Goryanin blinked and shook his head. “Brazhnikov has joined up with Israelis? The lawyer is there?… I don’t—”
“There isn’t time to go into the whys and wherefores,” Chelenko interrupted. “The inauguration is taking place there at this moment. Don’t you see what this means? An act of war is about to be committed against the United States, and we have been set up to appear responsible. Somebody is out to destroy the regime, and they want it to look as if it were us.” Goryanin stared numbly at the wall of the map room, where Chelenko’s call, had found him. “Do something… now!” Chelenko’s voice pleaded.
Goryanin shook himself back to life. The correct thing now would be to refer the situation to Kordorosky as his direct superior. But he rejected the thought instinctively, even as it formed in his mind. Not with something like this. Kordorosky would be happy to sit back and let it happen. Even though it might get him shot, Goryanin would have to find another way. He picked up another phone that was lying on the desk, on which another officer was standing by for orders on a separate line.

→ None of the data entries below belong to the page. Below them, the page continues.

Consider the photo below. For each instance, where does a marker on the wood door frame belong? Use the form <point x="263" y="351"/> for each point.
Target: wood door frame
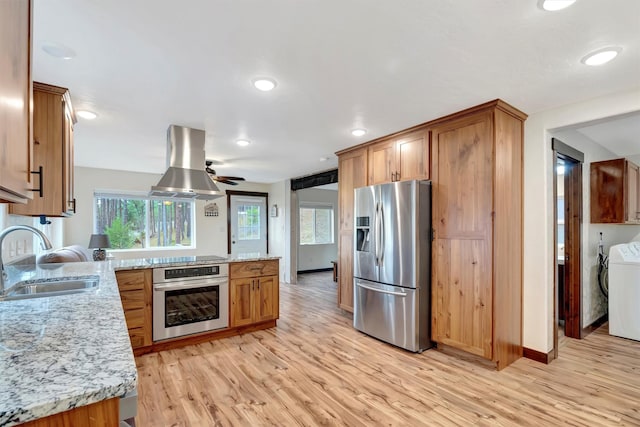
<point x="573" y="202"/>
<point x="245" y="193"/>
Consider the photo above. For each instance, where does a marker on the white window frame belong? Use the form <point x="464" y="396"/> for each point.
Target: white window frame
<point x="317" y="205"/>
<point x="137" y="195"/>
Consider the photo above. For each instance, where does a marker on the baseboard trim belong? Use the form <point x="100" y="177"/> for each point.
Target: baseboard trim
<point x="538" y="356"/>
<point x="318" y="270"/>
<point x="595" y="325"/>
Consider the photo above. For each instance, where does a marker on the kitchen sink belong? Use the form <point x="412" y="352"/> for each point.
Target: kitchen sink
<point x="51" y="287"/>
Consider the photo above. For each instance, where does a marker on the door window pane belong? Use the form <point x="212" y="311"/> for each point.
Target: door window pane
<point x="248" y="222"/>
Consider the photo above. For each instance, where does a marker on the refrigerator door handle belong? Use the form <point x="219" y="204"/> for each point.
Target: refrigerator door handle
<point x="382" y="291"/>
<point x="377" y="233"/>
<point x="381" y="235"/>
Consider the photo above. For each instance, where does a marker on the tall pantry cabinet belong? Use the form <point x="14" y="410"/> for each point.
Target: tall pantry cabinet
<point x="352" y="173"/>
<point x="477" y="178"/>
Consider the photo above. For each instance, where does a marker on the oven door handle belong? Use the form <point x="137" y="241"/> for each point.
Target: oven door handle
<point x="187" y="285"/>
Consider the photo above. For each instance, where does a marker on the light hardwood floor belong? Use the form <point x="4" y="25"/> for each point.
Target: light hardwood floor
<point x="315" y="369"/>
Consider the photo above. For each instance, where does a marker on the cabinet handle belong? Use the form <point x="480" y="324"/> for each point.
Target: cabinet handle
<point x="40" y="190"/>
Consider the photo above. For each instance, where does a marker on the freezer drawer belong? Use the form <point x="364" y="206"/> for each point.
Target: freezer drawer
<point x="399" y="316"/>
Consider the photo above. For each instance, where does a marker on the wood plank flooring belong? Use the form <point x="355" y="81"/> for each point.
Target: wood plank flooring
<point x="315" y="369"/>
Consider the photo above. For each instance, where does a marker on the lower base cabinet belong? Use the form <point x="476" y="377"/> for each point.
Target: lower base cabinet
<point x="136" y="294"/>
<point x="253" y="292"/>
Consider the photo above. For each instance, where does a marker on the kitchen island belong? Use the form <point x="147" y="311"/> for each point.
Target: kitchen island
<point x="65" y="353"/>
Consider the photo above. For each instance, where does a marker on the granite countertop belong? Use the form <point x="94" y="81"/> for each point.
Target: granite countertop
<point x="61" y="352"/>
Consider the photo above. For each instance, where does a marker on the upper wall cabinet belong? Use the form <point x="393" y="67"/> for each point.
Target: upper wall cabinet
<point x="53" y="120"/>
<point x="615" y="192"/>
<point x="400" y="157"/>
<point x="15" y="90"/>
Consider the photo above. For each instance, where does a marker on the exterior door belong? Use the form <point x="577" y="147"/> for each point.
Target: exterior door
<point x="248" y="225"/>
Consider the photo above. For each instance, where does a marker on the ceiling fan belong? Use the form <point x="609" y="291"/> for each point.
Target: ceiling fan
<point x="222" y="179"/>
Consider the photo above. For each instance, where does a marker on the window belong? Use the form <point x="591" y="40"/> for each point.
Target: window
<point x="138" y="222"/>
<point x="248" y="222"/>
<point x="316" y="224"/>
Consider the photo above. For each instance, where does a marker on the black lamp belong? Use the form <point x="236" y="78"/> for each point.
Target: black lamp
<point x="99" y="241"/>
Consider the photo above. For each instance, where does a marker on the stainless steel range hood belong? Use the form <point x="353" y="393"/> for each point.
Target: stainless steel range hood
<point x="185" y="177"/>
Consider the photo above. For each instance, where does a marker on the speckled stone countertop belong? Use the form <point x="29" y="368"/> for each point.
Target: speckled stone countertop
<point x="66" y="351"/>
<point x="61" y="352"/>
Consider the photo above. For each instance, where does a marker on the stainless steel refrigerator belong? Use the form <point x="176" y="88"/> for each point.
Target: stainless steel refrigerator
<point x="392" y="263"/>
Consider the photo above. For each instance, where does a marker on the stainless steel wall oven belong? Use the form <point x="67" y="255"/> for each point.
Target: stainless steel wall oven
<point x="190" y="299"/>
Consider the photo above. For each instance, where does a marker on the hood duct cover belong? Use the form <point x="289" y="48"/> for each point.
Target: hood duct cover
<point x="185" y="177"/>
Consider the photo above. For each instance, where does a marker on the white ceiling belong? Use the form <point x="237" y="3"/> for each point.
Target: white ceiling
<point x="381" y="65"/>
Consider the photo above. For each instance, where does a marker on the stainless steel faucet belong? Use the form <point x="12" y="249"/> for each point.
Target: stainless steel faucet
<point x="44" y="241"/>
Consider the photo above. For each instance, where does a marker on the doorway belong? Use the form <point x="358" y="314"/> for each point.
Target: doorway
<point x="568" y="219"/>
<point x="247" y="223"/>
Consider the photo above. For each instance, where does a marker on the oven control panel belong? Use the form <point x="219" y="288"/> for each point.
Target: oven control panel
<point x="161" y="275"/>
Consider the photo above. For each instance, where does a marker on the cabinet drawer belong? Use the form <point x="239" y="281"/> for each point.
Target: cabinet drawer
<point x="130" y="280"/>
<point x="132" y="300"/>
<point x="134" y="318"/>
<point x="253" y="269"/>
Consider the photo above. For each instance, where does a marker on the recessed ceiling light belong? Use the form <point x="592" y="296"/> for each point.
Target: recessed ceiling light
<point x="264" y="84"/>
<point x="58" y="50"/>
<point x="85" y="114"/>
<point x="601" y="56"/>
<point x="553" y="5"/>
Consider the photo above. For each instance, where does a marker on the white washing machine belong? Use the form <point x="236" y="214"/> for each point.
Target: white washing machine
<point x="624" y="290"/>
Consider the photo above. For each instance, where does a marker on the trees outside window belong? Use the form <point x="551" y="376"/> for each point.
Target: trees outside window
<point x="133" y="222"/>
<point x="316" y="224"/>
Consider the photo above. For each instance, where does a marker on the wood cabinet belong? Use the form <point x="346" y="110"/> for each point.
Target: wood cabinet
<point x="352" y="170"/>
<point x="254" y="292"/>
<point x="401" y="157"/>
<point x="477" y="178"/>
<point x="15" y="114"/>
<point x="615" y="192"/>
<point x="53" y="120"/>
<point x="136" y="294"/>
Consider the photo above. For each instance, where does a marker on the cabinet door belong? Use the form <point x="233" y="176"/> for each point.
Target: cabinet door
<point x="607" y="191"/>
<point x="69" y="198"/>
<point x="352" y="171"/>
<point x="242" y="301"/>
<point x="413" y="156"/>
<point x="462" y="209"/>
<point x="267" y="301"/>
<point x="382" y="162"/>
<point x="633" y="193"/>
<point x="15" y="114"/>
<point x="352" y="168"/>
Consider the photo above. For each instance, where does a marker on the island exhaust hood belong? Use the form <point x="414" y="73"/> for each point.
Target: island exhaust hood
<point x="185" y="177"/>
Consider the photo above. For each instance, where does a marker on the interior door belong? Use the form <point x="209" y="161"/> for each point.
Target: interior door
<point x="248" y="225"/>
<point x="572" y="265"/>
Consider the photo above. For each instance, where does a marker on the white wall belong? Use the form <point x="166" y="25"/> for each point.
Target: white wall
<point x="211" y="232"/>
<point x="594" y="303"/>
<point x="314" y="257"/>
<point x="538" y="207"/>
<point x="277" y="230"/>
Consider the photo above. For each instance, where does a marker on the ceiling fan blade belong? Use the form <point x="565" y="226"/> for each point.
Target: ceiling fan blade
<point x="224" y="181"/>
<point x="234" y="178"/>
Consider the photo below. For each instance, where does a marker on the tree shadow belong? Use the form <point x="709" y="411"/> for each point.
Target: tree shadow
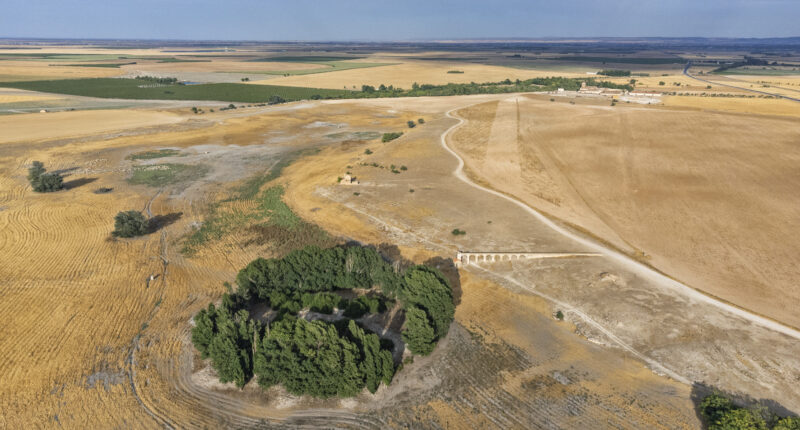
<point x="160" y="221"/>
<point x="701" y="390"/>
<point x="63" y="171"/>
<point x="75" y="183"/>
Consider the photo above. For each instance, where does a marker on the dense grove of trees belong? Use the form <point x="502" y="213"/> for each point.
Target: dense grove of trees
<point x="43" y="182"/>
<point x="321" y="358"/>
<point x="614" y="72"/>
<point x="721" y="413"/>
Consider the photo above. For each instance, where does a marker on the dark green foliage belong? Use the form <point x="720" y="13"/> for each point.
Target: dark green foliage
<point x="226" y="338"/>
<point x="419" y="335"/>
<point x="319" y="359"/>
<point x="721" y="413"/>
<point x="363" y="305"/>
<point x="614" y="72"/>
<point x="789" y="423"/>
<point x="427" y="289"/>
<point x="323" y="303"/>
<point x="387" y="137"/>
<point x="43" y="182"/>
<point x="129" y="224"/>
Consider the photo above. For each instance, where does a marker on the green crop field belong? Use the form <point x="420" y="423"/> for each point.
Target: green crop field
<point x="759" y="72"/>
<point x="305" y="59"/>
<point x="130" y="89"/>
<point x="333" y="66"/>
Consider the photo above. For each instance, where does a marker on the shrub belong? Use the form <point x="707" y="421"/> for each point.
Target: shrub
<point x="419" y="335"/>
<point x="274" y="100"/>
<point x="43" y="182"/>
<point x="387" y="137"/>
<point x="129" y="224"/>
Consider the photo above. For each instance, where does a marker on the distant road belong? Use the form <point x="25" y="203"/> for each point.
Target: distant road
<point x="689" y="64"/>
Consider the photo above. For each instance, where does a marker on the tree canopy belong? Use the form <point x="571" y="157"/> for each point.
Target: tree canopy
<point x="43" y="182"/>
<point x="321" y="358"/>
<point x="130" y="224"/>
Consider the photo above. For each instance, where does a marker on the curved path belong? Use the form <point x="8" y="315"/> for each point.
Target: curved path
<point x="689" y="64"/>
<point x="622" y="259"/>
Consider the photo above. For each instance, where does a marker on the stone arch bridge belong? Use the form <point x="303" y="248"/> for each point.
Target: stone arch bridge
<point x="464" y="258"/>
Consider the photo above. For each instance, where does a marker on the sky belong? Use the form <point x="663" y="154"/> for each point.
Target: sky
<point x="392" y="20"/>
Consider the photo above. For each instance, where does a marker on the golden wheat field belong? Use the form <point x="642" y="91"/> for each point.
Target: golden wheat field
<point x="667" y="186"/>
<point x="97" y="344"/>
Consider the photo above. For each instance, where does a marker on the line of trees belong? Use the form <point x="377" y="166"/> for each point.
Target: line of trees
<point x="321" y="358"/>
<point x="614" y="72"/>
<point x="506" y="86"/>
<point x="43" y="182"/>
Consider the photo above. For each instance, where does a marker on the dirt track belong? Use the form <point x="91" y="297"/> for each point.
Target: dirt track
<point x="626" y="261"/>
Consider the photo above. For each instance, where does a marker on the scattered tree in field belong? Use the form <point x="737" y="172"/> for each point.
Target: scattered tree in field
<point x="721" y="413"/>
<point x="43" y="182"/>
<point x="320" y="358"/>
<point x="129" y="224"/>
<point x="387" y="137"/>
<point x="274" y="100"/>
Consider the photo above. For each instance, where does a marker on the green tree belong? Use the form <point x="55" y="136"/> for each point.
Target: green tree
<point x="790" y="423"/>
<point x="739" y="419"/>
<point x="42" y="182"/>
<point x="129" y="224"/>
<point x="418" y="335"/>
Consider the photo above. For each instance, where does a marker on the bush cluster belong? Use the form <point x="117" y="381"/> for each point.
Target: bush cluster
<point x="387" y="137"/>
<point x="130" y="224"/>
<point x="321" y="358"/>
<point x="722" y="414"/>
<point x="43" y="182"/>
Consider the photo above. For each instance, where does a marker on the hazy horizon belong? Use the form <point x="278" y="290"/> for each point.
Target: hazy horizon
<point x="352" y="20"/>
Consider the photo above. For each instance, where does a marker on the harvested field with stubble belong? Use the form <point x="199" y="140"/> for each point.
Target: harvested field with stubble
<point x="98" y="343"/>
<point x="667" y="186"/>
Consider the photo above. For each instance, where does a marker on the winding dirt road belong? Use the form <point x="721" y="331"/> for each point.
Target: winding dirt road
<point x="622" y="259"/>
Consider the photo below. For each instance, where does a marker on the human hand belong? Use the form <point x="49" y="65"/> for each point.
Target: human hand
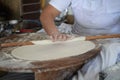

“Get ahold of the defense minister, Marshal Androliev,” he instructed. “Interrupt him at once, whatever he’s doing. Tell him that it’s his nephew, and that we have an emergency.”
• • •
In the Situation Room beneath the Pentagon, General Sommerfield stood in an agony of suspense, watching the plots and data updates on the screens. Some aides were rushing this way and that in frenzied activity to keep their minds occupied; others had given up and just stood, petrified. It had all happened so quickly. There hadn’t been time to summon anyone. The course of the missiles was now unmistakable: straight at the Capitol.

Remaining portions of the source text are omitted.